The new evidence comes from an underwater archaeological site called Page-Ladsen that has been giving up human and animal artifacts for over 50 years.
WATCH: Underwater excavation of the Page-Ladsen site
Previous carbon dating of the objects brought up from murky waters put them anywhere between 11,000 and 13,000 years old.
But a team that dived back into the site came up with some new artifacts that date to a much earlier time — 14,550 years ago. That makes it one of the oldest sites in the Southeast, and the oldest submerged site in the Americas.
And it pushes back current thinking on when humans were in this area by well over 1,000 years.
These people were there well before the Clovis hunters, a prehistoric Paleo-Indian culture that was previously thought to be the most ancient human group living in North America.
There has always been tantalizing archaeological and genetic evidence that humans had been in the region earlier than thought, but until now it could not be proven because so few older remains had been uncovered.
In a teleconference, the scientists suggested that changing sea levels might be the reason more evidence of these ancient Americans hadn't been found.
Jessi Halligan, one of the researchers from Florida State University, said during the call that sea levels 14,000 years ago were 100 meters lower than they are today because of extensive glaciering.
That means much of the earliest record of human habitation of the American Southeast is likely buried and underwater.
The researchers' evidence is contained in stone tools and mastodon bones brought up from the 8-meter-deep sinkhole in the Aucilla River in Florida.

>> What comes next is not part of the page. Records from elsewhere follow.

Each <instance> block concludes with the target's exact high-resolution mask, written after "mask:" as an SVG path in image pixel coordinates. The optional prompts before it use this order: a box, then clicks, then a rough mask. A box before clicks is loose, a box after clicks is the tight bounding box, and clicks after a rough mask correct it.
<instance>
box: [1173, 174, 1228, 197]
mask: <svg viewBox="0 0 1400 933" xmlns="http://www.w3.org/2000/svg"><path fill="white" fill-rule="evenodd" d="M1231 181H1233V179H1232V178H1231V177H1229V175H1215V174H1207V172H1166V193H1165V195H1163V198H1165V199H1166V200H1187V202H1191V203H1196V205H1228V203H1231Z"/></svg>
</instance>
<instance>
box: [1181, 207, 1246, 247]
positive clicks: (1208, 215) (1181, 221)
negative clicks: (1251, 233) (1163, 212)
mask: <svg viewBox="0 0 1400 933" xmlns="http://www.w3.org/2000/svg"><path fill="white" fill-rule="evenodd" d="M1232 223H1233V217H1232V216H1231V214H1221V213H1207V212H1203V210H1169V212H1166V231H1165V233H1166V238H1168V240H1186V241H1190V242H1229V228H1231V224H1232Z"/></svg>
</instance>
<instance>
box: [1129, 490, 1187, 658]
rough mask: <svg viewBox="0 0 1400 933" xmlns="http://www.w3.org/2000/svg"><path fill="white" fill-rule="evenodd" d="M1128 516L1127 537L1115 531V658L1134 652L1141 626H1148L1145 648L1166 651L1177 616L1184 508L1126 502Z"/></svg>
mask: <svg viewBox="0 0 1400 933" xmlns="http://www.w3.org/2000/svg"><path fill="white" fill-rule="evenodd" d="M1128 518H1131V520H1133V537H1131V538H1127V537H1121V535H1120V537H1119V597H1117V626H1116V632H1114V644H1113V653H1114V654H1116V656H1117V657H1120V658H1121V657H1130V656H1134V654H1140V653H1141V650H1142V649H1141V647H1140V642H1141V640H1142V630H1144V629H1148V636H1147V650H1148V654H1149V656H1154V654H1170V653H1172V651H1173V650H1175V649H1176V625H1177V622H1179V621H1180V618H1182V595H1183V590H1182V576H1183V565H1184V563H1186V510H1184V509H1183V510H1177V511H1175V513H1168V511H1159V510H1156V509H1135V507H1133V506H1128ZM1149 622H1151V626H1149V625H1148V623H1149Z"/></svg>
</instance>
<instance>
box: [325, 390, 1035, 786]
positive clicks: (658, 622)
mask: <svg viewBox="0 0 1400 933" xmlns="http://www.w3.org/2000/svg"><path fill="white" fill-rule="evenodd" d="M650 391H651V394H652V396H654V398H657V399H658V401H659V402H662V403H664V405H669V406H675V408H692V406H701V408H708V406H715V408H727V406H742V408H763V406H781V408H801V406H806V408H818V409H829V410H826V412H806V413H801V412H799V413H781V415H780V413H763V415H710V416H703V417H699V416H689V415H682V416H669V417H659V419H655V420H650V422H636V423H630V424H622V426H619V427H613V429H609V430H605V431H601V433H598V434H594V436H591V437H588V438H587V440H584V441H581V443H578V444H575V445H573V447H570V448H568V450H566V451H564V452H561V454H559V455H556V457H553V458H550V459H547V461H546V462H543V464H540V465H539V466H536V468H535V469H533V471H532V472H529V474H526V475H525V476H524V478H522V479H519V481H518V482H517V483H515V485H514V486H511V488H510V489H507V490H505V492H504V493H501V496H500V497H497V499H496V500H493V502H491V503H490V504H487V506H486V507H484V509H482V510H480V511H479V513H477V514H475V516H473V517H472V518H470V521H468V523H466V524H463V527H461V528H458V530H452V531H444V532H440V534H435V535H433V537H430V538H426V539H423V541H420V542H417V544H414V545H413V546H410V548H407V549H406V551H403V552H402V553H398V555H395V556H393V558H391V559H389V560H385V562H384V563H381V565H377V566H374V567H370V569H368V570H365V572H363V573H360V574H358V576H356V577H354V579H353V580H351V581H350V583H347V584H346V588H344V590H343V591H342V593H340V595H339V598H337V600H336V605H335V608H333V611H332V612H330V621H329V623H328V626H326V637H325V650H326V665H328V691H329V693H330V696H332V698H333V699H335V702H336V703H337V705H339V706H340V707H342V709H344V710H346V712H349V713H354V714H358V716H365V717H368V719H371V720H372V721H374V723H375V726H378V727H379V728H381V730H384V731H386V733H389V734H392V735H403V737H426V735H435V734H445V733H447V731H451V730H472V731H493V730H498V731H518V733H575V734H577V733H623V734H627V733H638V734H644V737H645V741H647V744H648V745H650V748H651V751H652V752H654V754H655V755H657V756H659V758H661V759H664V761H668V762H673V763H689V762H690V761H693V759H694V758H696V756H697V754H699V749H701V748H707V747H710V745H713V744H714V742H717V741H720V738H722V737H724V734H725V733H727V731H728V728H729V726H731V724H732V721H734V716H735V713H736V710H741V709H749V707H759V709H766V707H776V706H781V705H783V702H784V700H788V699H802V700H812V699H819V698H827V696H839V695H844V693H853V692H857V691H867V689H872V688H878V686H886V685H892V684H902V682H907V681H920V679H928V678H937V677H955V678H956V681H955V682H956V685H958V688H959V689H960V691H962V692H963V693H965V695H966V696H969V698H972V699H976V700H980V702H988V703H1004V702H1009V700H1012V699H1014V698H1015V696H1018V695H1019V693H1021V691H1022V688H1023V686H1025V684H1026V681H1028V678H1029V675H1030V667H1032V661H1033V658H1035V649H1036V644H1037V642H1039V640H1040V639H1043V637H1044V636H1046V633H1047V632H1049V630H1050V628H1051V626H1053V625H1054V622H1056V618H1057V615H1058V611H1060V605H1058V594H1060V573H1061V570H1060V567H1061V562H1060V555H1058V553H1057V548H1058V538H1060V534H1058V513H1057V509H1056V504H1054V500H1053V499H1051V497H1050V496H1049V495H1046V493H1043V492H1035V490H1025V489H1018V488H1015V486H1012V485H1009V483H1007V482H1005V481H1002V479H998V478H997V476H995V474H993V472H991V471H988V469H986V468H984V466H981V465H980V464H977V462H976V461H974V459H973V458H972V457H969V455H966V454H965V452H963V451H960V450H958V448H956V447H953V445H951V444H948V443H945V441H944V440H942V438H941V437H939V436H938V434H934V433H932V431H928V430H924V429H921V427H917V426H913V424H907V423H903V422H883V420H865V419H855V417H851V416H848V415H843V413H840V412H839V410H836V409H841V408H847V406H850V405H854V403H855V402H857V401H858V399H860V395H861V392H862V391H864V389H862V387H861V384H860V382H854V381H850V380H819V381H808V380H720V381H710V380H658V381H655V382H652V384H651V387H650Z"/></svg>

They said the tools were clearly used to butcher the mastodon alongside a watering hole that, 15,000 years ago, would have been 200 kilometers from the shoreline. Today, it is the coastline.
As further evidence that this population was a separate culture from the Clovis people, the researchers in their teleconference pointed to distinct differences between the stone tools they recovered and the flaked points of Clovis culture tools.
In addition to pushing back the frontier of human colonization of the Americas, the evidence also paints a picture of a much different world.
Fourteen thousand years ago, camels, mastodons and giant armadillo-like animals called Glyptodons, to name a few, lived in the area in abundance, but went extinct 10,000 to 11,000 years ago.
Another tantalizing discovery are bones the researchers believe are from dogs, which even back then are likely to have been trained companions.
The humans and their faithful friends, resilient as always, stayed, survived and thrived.